Olgiatese, altro che pochi fiocchi  «Mai così tanta neve a dicembre»
La neve sui tetti delle case di Olgiate Comasco, la foto è stata realizzata grazie a un drone da Igor Lamperti

Olgiatese, altro che pochi fiocchi

«Mai così tanta neve a dicembre»

I dati Il meteorologo per passione Emilio Ghielmetti

«Media di 28 centimetri, con punte di 40»

La prima neve di dicembre ha raggiunto una quota da primato: 28 centimetri, una misura effettuata da Emilio Ghielmetti, meteorologo per passione e gestore del sito Meteovalmorea.it.

È il cosiddetto sito “che non sbaglia mai le previsioni”, come attestato dall’esperienza popolare: in 20 anni, ne avrà sbagliate due, tradito dalle correnti che hanno cambiato verso senza dar segnali preliminari.

Olgiate dal cielo, località Fornaci con il laghetto

Olgiate dal cielo, località Fornaci con il laghetto

Nei giorni scorsi, Ghielmetti aveva messo in guardia: «Non saranno quattro fiocchi » e infatti ha registrato un accumulo che a dicembre, mai si era verificato: 28 centimetri a Valmorea.
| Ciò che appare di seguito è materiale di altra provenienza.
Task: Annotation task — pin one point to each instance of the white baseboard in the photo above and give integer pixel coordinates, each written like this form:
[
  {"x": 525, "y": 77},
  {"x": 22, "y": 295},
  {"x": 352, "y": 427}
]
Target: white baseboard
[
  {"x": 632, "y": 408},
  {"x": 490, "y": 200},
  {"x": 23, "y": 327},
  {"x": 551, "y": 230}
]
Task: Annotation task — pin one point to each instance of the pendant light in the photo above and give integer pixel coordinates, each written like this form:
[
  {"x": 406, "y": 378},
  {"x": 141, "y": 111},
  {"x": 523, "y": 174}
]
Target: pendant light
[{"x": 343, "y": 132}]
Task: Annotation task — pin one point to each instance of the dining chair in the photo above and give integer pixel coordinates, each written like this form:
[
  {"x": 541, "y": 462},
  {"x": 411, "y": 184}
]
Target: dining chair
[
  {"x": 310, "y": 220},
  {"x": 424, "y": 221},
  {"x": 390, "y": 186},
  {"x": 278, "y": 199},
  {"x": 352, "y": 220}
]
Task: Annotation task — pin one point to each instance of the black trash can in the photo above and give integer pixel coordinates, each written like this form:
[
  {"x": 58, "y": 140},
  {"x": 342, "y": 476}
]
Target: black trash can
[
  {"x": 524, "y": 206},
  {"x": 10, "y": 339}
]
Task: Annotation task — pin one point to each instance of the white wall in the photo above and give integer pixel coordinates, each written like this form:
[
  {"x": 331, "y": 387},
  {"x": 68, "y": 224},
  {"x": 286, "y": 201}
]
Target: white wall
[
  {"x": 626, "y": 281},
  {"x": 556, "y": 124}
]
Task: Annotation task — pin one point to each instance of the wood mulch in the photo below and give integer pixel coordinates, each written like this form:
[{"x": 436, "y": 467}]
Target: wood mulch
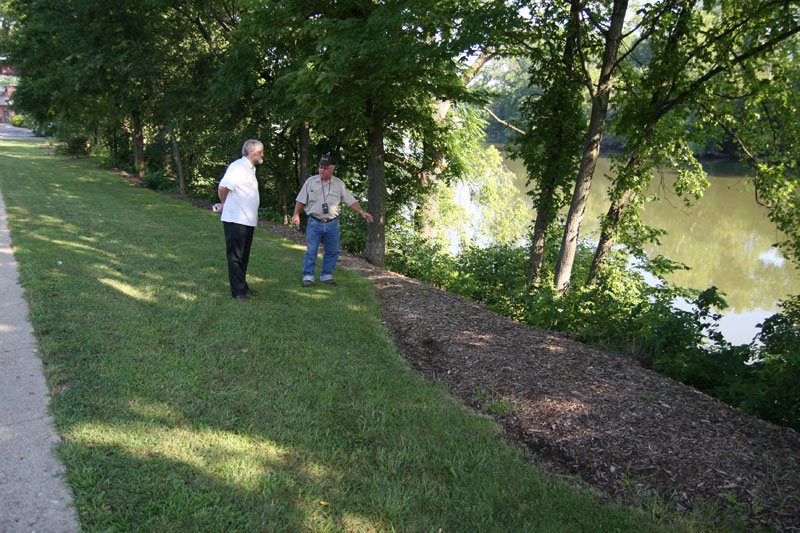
[{"x": 587, "y": 414}]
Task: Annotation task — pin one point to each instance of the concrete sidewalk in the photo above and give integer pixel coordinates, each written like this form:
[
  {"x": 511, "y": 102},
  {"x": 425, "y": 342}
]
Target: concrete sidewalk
[{"x": 33, "y": 494}]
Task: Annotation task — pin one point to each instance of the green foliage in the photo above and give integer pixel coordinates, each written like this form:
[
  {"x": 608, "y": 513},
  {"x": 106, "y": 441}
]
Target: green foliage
[
  {"x": 180, "y": 409},
  {"x": 160, "y": 180},
  {"x": 418, "y": 258},
  {"x": 17, "y": 120}
]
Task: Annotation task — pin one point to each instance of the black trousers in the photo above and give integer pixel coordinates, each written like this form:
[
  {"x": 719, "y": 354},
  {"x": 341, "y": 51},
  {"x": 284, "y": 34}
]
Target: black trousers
[{"x": 238, "y": 239}]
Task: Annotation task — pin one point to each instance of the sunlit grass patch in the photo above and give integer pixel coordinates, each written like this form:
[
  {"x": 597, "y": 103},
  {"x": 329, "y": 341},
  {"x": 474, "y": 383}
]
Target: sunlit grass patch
[{"x": 182, "y": 409}]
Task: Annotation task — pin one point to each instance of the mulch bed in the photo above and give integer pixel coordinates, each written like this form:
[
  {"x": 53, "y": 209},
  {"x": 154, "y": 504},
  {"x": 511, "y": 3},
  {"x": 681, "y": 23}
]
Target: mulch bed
[{"x": 621, "y": 428}]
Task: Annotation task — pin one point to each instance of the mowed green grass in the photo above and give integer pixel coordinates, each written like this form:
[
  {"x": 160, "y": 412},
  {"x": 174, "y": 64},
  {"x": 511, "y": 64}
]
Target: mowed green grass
[{"x": 180, "y": 409}]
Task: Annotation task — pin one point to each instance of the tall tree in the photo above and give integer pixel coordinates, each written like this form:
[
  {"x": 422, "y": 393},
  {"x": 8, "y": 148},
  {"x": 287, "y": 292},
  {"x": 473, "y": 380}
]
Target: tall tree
[
  {"x": 681, "y": 76},
  {"x": 600, "y": 94},
  {"x": 375, "y": 71}
]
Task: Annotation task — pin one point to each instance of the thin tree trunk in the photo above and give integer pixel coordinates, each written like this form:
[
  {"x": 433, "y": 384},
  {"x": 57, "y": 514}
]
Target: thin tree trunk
[
  {"x": 138, "y": 144},
  {"x": 178, "y": 165},
  {"x": 304, "y": 149},
  {"x": 546, "y": 208},
  {"x": 591, "y": 151},
  {"x": 544, "y": 217},
  {"x": 375, "y": 250},
  {"x": 429, "y": 206}
]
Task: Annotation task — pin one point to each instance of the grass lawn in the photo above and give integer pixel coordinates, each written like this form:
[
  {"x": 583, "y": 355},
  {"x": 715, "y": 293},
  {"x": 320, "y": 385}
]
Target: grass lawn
[{"x": 180, "y": 409}]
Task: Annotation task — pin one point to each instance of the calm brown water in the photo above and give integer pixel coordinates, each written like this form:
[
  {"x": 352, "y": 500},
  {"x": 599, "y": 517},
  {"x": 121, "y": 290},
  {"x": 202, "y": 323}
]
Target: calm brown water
[{"x": 726, "y": 239}]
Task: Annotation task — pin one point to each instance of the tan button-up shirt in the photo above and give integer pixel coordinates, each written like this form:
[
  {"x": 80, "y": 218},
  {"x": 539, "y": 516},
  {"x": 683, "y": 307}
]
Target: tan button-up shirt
[{"x": 314, "y": 193}]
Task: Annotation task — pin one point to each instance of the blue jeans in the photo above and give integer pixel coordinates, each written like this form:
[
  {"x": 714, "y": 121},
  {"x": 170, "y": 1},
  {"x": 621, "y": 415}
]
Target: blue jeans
[{"x": 328, "y": 235}]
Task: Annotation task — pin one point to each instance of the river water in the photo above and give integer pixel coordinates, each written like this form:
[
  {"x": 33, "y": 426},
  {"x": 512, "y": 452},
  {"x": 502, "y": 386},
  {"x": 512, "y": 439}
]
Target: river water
[{"x": 725, "y": 237}]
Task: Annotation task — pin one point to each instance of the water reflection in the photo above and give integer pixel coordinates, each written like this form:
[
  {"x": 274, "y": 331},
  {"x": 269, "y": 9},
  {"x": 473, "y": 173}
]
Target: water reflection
[{"x": 726, "y": 239}]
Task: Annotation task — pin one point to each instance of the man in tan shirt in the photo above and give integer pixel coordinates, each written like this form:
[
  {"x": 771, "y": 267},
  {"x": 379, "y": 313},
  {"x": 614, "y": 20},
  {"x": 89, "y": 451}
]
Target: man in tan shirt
[{"x": 320, "y": 196}]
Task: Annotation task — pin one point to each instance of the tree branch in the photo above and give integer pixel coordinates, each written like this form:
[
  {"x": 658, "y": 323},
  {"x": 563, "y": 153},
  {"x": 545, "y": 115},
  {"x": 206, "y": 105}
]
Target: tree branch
[{"x": 503, "y": 122}]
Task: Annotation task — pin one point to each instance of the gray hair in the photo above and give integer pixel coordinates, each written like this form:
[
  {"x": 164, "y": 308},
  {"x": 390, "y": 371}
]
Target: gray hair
[{"x": 251, "y": 145}]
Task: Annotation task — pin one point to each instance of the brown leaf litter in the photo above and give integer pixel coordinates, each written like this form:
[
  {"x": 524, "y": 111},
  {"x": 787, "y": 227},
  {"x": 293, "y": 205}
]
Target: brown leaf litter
[{"x": 584, "y": 412}]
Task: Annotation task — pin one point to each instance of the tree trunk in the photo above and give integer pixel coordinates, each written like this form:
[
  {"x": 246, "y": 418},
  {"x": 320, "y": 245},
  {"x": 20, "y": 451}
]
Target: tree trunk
[
  {"x": 544, "y": 217},
  {"x": 138, "y": 144},
  {"x": 428, "y": 204},
  {"x": 304, "y": 149},
  {"x": 178, "y": 166},
  {"x": 546, "y": 207},
  {"x": 591, "y": 151},
  {"x": 607, "y": 237},
  {"x": 375, "y": 250}
]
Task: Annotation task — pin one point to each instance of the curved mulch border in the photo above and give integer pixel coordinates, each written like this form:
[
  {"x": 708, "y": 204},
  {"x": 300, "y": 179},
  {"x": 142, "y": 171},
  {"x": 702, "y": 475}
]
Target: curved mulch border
[{"x": 579, "y": 410}]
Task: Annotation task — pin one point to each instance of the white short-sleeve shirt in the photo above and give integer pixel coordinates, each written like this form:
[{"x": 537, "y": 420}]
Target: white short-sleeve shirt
[{"x": 241, "y": 204}]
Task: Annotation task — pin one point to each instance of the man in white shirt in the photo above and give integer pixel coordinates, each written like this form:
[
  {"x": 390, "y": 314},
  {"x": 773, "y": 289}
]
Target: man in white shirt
[{"x": 238, "y": 192}]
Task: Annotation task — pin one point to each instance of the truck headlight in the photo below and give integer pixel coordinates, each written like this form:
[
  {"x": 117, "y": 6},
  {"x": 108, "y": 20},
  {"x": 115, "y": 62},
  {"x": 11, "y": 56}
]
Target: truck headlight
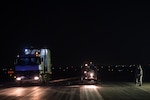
[
  {"x": 36, "y": 78},
  {"x": 91, "y": 74},
  {"x": 18, "y": 78}
]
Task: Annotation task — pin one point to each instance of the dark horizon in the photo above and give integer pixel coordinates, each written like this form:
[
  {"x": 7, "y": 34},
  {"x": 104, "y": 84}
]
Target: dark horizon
[{"x": 75, "y": 32}]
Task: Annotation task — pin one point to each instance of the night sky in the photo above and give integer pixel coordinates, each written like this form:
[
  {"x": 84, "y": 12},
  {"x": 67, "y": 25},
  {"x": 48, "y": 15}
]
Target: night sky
[{"x": 75, "y": 32}]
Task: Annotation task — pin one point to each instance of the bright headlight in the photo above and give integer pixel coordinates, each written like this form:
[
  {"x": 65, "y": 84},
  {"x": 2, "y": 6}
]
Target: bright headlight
[
  {"x": 18, "y": 78},
  {"x": 91, "y": 74},
  {"x": 36, "y": 78}
]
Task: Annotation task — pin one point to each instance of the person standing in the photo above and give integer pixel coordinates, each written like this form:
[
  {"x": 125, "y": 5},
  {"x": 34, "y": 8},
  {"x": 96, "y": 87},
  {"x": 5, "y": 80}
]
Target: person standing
[{"x": 139, "y": 75}]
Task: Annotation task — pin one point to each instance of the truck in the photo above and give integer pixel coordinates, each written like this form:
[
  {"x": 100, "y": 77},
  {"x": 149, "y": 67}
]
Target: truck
[
  {"x": 89, "y": 73},
  {"x": 33, "y": 66}
]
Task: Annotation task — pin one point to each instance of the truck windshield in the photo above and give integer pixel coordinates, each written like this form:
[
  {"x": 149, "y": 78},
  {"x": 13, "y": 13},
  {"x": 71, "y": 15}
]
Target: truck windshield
[{"x": 28, "y": 61}]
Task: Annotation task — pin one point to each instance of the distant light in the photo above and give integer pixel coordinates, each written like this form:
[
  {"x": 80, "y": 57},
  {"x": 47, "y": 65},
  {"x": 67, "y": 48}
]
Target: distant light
[
  {"x": 86, "y": 64},
  {"x": 36, "y": 78},
  {"x": 90, "y": 86},
  {"x": 18, "y": 78}
]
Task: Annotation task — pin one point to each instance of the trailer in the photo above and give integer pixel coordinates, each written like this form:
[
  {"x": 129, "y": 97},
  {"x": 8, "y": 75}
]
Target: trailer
[{"x": 33, "y": 66}]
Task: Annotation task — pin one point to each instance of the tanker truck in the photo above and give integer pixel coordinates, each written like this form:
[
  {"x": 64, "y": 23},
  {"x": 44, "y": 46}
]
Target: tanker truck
[{"x": 33, "y": 66}]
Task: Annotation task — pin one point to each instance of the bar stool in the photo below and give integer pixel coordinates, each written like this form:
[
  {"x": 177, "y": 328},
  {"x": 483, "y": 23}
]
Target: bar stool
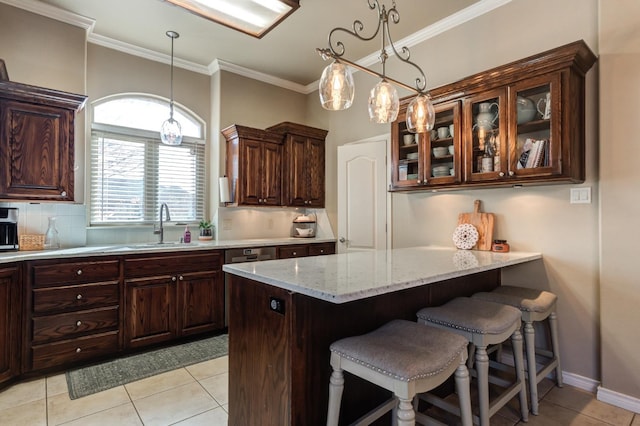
[
  {"x": 405, "y": 358},
  {"x": 535, "y": 305},
  {"x": 482, "y": 324}
]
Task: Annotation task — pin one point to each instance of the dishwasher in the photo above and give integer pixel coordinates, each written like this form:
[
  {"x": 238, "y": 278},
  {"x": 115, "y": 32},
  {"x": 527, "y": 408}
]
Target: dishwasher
[{"x": 242, "y": 255}]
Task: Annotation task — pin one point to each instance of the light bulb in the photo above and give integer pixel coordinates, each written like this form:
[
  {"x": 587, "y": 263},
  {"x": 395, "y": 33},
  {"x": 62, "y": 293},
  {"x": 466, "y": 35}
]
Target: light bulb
[
  {"x": 420, "y": 114},
  {"x": 336, "y": 87},
  {"x": 383, "y": 103},
  {"x": 171, "y": 132}
]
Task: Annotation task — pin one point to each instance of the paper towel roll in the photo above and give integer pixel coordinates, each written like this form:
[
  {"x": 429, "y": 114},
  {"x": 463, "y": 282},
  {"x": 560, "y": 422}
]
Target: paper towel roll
[{"x": 224, "y": 190}]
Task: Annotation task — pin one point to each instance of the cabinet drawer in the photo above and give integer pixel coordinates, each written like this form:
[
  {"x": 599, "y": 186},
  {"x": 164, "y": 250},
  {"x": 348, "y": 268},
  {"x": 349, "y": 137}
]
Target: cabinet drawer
[
  {"x": 75, "y": 272},
  {"x": 74, "y": 297},
  {"x": 320, "y": 249},
  {"x": 172, "y": 264},
  {"x": 74, "y": 351},
  {"x": 287, "y": 252},
  {"x": 65, "y": 326}
]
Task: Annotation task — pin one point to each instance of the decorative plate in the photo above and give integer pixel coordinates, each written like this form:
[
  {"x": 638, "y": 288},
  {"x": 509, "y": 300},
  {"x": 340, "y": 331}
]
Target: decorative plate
[{"x": 465, "y": 236}]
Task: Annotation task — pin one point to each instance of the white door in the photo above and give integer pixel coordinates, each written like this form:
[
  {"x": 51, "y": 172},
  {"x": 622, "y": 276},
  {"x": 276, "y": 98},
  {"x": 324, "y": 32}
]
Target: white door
[{"x": 362, "y": 196}]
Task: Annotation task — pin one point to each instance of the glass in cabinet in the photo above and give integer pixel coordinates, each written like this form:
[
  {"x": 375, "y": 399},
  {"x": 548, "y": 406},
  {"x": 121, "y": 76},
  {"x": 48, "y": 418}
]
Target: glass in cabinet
[
  {"x": 485, "y": 124},
  {"x": 535, "y": 149}
]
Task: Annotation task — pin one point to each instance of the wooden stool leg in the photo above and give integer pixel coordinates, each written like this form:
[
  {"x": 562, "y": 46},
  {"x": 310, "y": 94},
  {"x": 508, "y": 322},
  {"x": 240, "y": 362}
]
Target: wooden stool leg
[
  {"x": 516, "y": 343},
  {"x": 406, "y": 415},
  {"x": 482, "y": 371},
  {"x": 553, "y": 326},
  {"x": 530, "y": 344},
  {"x": 336, "y": 386},
  {"x": 464, "y": 394}
]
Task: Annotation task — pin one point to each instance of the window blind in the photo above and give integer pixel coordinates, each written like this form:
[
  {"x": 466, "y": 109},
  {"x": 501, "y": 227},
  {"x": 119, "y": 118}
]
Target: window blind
[{"x": 132, "y": 175}]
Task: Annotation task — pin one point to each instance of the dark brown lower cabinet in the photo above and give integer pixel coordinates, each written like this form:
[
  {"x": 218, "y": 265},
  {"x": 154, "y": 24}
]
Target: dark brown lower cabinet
[
  {"x": 170, "y": 296},
  {"x": 10, "y": 310}
]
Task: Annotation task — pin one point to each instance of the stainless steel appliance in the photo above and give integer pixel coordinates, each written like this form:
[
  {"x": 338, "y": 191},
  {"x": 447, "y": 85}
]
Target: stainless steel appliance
[
  {"x": 242, "y": 255},
  {"x": 8, "y": 228}
]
In questo secolo, il record fu nel 2006, il 16 gennaio, quando cadde neve per 59 centimetri a Valmorea. Per il resto degli inverni: la punta più alta degli ultimi 20 anni era stata registrata nel 2013, il 24 febbraio, 29 centimetri e, in effetti, sembra febbraio il mese più “nevicoso”, come dice il neologismo di un bambino. Per esempio, il 19 febbraio del 2004, si accumularono 25 centimetri. Una sola eccezione, in 20 anni, a dicembre: il 21 dicembre del 2009, caddero 22 centimetri di fiocchi bianchi e poi, per anni, la neve non fu più “la bianca amnesia del Cielo” , come dicono i poeti, ma fu l’umanità a dimenticarsi che può anche fioccare.

«Accumuli disomogenei, venerdì 4 dicembre scorso – premette Emilio Ghielmetti – Di sicuro, sul colle di Somazzo, ad Uggiate e tanto più a Monte Prato o a San Maffeo, hanno raggiunto i 30 – 32 centimetri. Ad Olgiate Comasco, dove Renato Cittadino cura i fenomeni metereologici, sono arrivati a 20 centimetri, otto centimetri in meno rispetto a Valmorea ».

Nel Varesotto, linea altimetrica superiore, sono arrivati fino a 40 centimetri.

«E’ l’accumulo massimo – spiega Ghielmetti- Poi la neve è implosa, considerato che le temperature non erano negative, ma oscillavano tra gli zero e i cinque gradi. Alle ore 16 di venerdì quattro dicembre, la neve ha cominciato a schiacciarsi su se stessa. E poi è cominciata la pioggia».

La coltre s’è fatta pesante e non solo ha premuto su se stessa, ma anche su rami e piante, aggiungendo criticità alla crisi già in atto della viabilità.

Ma questo è un effetto collaterale avverso che non compete ai meteorologi, i quali possono solo avvertire prima e registrare poi, come hanno registrato che l’ultimo mese di questo 2020 è iniziato con un’imbiancata da un centimetro, misurata il primo dicembre. Neve bagnata. Preludio di un bianco Natale?

L’archivio nivometrico di MeteoValmorea dice che il primo Natale di questo secolo fu bianco davvero: tra il 24 e il 25 dicembre del Duemila caddero 26 centimetri di neve. E come andò l’anno scorso, a dicembre: il giorno 12, fiocchi bianchi per 1,5 centimetri a Valmorea e mezzo centimetro ad Olgiate. Il giorno dopo, 7.5 centimetri ad Olgiate e 9 a Valmorea.

Un’altra settimana bianca? «Tempo molto instabile – prevede Ghielmetti – precipitazioni intermittenti e neve a tratti in calo fino a quote collinari».

Domenica, Santa Lucia, il giorno più corto che ci sia, sono previste temperature massime di nove gradi. Le notti saranno gelide.